Tesla devra répondre devant un tribunal dans le cadre d’une action de groupe lancée par des conducteurs californiens qui dénoncent huit années de promesses non tenues sur les capacités Tesla de conduite autonome. Cette nouvelle étape juridique pourrait ébranler la confiance dans la voiture électrique promise comme révolutionnaire.
Tesla : pourquoi cette action de groupe est possible
Le 19 août 2025, un juge fédéral de Californie, Rita Lin, a entériné la possibilité d’une class action, motivée par les conducteurs ayant acquis le pack « Full Self‑Driving » de Tesla, estimant que le constructeur automobile avait trompé les consommateurs. Dans un secteur automobile en quête d’innovation, ce recours collectif pourrait marquer un tournant pour les conducteurs et l’image de marque de Tesla.
D’abord, l’existence d’un point juridique commun entre les plaintes rend la procédure collective légitime.
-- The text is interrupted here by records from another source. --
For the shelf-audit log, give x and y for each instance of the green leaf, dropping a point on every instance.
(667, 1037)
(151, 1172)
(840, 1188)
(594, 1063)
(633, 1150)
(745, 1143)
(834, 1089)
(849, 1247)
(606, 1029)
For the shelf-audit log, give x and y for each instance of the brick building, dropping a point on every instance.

Le juge Rita Lin a estimé que la préoccupation centrale — l’absence de capteurs permettant une autonomie complète — impacte tous les conducteurs concernés de façon similaire. Le manque de capacité à démontrer un trajet long en autonomie renforce cette cohérence.
Ensuite, Tesla a communiqué massivement via son site web, blog, newsletter, appels trimestriels et même des conférences de presse. Cette stratégie, plus directe que la publicité traditionnelle, rend plausible que des milliers de clients ont été exposés aux messages sur les capacités autonomes — rendant l’action de groupe d’autant plus pertinente.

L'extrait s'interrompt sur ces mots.